La mancata volontà di approfondire temi e vicende istituzionali, unita alla propaganda qualunquistica di alcuni partiti che sulla Sanità hanno saputo solo fare svendite, sono responsabili di un ribellismo utile ai soli “manovratori”: come l’atto di colui che si evira per fare un dispetto alla consorte.

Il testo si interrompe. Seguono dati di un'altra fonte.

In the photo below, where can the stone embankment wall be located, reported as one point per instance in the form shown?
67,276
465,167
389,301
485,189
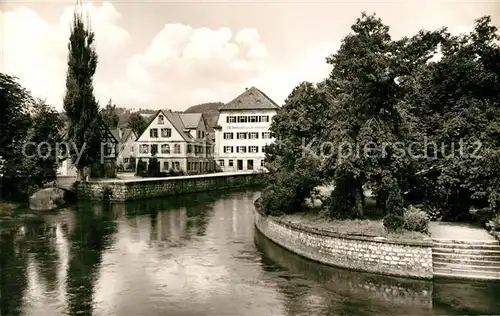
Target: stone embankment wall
362,253
133,189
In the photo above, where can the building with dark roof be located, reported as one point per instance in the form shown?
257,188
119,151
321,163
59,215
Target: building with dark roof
178,140
242,131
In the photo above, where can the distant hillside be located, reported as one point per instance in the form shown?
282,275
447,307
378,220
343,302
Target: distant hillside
210,112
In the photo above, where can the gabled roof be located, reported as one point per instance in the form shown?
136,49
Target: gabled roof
177,120
251,99
126,132
190,120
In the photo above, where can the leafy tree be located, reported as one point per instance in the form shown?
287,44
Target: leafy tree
137,123
25,124
458,102
295,168
110,115
79,102
367,82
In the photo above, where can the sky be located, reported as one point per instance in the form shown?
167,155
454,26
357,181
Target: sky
175,54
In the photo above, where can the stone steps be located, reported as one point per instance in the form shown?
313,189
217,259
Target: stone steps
463,259
470,259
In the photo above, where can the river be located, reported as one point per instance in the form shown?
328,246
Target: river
195,255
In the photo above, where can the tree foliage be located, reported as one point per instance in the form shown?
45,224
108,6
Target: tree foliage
81,107
28,151
383,98
110,115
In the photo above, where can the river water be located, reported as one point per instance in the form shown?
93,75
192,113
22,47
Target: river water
195,255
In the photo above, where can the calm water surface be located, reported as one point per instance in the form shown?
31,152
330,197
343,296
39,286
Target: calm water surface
195,255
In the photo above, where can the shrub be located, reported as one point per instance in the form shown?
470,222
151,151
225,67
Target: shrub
416,220
434,212
395,203
494,224
393,222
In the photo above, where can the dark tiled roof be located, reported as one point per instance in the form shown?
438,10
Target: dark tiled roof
251,99
190,120
178,119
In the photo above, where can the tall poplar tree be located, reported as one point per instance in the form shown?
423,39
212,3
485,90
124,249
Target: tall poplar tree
80,104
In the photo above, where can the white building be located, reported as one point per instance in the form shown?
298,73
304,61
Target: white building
126,147
179,140
242,131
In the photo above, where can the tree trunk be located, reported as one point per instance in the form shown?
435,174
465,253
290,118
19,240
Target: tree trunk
358,200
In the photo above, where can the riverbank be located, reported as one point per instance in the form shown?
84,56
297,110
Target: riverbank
347,246
357,227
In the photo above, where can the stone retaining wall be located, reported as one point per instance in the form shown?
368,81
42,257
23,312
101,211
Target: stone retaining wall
133,189
362,253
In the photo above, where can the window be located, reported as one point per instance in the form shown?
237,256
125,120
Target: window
154,149
107,149
166,132
241,149
165,149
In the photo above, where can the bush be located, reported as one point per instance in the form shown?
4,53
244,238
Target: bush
393,222
395,203
494,224
434,212
416,220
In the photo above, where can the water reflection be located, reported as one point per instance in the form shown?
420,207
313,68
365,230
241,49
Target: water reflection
194,255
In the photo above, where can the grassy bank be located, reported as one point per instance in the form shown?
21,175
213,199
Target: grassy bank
365,227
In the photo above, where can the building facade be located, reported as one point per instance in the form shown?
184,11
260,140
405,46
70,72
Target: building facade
178,140
242,131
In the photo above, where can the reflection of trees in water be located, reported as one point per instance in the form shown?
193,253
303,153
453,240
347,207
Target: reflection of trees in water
13,280
348,292
185,216
93,232
466,298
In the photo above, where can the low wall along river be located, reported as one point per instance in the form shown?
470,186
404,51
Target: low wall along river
144,188
370,254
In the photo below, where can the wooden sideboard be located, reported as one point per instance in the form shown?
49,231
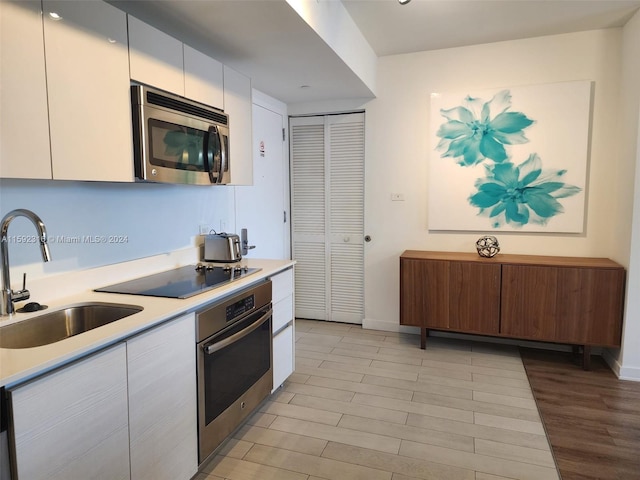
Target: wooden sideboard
571,300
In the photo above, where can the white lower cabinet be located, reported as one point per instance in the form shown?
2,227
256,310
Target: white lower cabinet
127,412
163,432
72,423
283,327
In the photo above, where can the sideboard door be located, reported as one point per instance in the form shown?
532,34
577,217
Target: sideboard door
474,297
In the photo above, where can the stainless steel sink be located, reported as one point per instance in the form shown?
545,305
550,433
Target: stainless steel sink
64,323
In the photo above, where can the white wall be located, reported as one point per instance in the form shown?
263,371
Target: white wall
397,123
628,233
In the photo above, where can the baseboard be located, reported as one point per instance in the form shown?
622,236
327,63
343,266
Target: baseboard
371,324
622,372
612,361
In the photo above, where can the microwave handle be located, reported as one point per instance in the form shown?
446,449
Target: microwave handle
224,161
208,164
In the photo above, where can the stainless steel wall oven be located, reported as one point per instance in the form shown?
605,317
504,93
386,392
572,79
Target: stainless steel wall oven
235,363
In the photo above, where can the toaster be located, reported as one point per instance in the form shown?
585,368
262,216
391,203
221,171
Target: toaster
222,247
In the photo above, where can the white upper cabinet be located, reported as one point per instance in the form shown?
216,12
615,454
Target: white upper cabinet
155,58
238,105
202,78
24,122
88,84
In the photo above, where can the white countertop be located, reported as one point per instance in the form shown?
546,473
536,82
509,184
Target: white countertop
19,365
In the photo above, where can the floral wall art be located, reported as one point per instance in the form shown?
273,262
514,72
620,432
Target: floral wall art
510,159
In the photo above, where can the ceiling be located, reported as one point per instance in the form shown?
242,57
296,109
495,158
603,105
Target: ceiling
268,41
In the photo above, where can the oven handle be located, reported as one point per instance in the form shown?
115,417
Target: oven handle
209,349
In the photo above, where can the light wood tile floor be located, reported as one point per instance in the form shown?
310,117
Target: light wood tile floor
371,405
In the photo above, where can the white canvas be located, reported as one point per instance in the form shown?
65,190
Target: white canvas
543,134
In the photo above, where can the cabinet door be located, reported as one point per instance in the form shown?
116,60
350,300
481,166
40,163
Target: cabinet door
529,302
155,58
283,361
72,423
162,401
203,78
237,104
283,327
590,306
24,125
88,84
424,293
474,297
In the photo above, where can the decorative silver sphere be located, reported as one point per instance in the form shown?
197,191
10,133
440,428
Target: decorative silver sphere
487,246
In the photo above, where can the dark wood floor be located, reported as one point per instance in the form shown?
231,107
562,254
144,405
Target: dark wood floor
592,418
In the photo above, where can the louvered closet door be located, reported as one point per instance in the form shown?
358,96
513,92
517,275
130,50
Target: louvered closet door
327,155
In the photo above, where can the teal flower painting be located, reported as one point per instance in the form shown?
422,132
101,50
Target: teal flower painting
479,130
510,159
522,194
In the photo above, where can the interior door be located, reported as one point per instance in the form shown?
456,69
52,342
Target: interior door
262,207
327,162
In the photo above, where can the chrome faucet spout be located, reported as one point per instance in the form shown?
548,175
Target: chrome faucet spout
8,295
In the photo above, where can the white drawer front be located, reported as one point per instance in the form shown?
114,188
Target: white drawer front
282,285
282,313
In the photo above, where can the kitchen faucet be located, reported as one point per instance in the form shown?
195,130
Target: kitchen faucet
8,295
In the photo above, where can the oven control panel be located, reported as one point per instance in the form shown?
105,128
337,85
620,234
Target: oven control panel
240,307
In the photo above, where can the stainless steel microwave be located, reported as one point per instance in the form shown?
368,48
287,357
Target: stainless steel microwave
177,140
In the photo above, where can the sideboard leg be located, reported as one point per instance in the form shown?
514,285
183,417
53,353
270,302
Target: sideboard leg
586,357
423,338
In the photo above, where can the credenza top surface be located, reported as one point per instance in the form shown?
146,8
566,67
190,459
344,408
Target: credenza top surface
511,259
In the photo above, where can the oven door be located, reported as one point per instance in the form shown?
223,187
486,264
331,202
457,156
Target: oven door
235,375
175,148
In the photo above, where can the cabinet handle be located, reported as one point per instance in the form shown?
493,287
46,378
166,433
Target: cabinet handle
214,347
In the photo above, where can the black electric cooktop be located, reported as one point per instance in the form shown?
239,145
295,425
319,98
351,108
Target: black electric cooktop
181,282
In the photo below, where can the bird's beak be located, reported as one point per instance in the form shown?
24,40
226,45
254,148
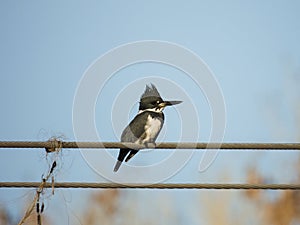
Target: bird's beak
168,103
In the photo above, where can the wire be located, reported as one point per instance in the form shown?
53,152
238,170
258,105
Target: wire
153,186
52,144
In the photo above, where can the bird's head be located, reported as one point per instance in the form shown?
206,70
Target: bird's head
151,100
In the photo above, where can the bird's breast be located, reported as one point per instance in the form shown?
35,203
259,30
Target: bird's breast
152,128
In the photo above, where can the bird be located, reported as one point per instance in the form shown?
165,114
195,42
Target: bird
146,125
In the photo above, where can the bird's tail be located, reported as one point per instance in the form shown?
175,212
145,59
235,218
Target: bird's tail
121,157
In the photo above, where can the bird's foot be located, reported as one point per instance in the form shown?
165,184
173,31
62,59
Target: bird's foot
150,145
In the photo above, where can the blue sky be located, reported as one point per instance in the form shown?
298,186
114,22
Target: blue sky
251,47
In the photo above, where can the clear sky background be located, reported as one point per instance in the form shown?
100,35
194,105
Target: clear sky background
252,47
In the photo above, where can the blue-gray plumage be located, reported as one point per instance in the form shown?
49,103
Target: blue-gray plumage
146,125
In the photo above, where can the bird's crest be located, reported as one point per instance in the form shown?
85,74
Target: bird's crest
150,91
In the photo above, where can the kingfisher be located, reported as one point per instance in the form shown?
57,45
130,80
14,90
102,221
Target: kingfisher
146,125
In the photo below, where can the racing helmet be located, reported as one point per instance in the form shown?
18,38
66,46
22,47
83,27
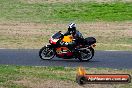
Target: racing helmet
72,28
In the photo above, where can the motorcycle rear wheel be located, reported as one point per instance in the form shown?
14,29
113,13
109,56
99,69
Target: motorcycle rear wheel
86,54
46,53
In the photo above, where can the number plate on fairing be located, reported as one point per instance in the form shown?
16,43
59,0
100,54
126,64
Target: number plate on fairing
62,50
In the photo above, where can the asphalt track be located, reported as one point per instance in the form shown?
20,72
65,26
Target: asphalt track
108,59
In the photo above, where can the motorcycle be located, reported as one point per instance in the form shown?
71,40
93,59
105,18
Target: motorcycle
59,47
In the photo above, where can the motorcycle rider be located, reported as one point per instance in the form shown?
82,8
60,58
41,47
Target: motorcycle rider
77,36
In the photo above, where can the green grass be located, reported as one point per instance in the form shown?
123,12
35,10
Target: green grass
10,76
14,10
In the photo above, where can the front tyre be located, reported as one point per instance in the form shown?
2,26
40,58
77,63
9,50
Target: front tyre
46,53
86,54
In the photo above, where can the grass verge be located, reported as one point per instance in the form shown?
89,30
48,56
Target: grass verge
40,77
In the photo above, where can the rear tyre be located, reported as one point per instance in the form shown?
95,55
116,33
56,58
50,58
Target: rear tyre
86,54
46,53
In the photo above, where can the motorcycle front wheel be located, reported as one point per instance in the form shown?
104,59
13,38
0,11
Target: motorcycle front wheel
86,54
46,53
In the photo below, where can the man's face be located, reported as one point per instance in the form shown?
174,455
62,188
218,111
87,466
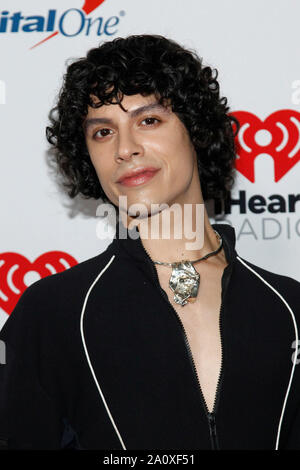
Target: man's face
149,136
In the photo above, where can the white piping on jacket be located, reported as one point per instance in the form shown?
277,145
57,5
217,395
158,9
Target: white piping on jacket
87,354
296,342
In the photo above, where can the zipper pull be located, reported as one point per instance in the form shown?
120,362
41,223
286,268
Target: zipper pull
213,431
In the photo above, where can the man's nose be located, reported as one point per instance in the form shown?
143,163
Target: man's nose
127,147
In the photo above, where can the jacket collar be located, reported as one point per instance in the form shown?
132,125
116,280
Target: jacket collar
129,241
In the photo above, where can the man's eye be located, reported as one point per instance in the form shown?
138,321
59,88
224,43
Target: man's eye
150,121
101,133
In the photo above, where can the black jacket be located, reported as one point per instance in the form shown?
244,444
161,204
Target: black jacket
97,358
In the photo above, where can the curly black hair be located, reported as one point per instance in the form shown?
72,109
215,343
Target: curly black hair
143,64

Rivendicare il diritto alla scampagnata, anziché a un vaccino non in mano alle multinazionali golose di profitto; pretendere una reta sanitaria sul territorio in grado di fare prevenzione e curare immediatamente i casi positivi, e non il curioso diritto a non indossare le mascherine; esigere dalla politica ospedali pubblici e personale al loro interno, invece del diritto alla festicciola tra amici: la differenza tra un popolo maturo e una comunità vittima del consumismo, delle lusinghe dei capobastone che ambiscono al potere.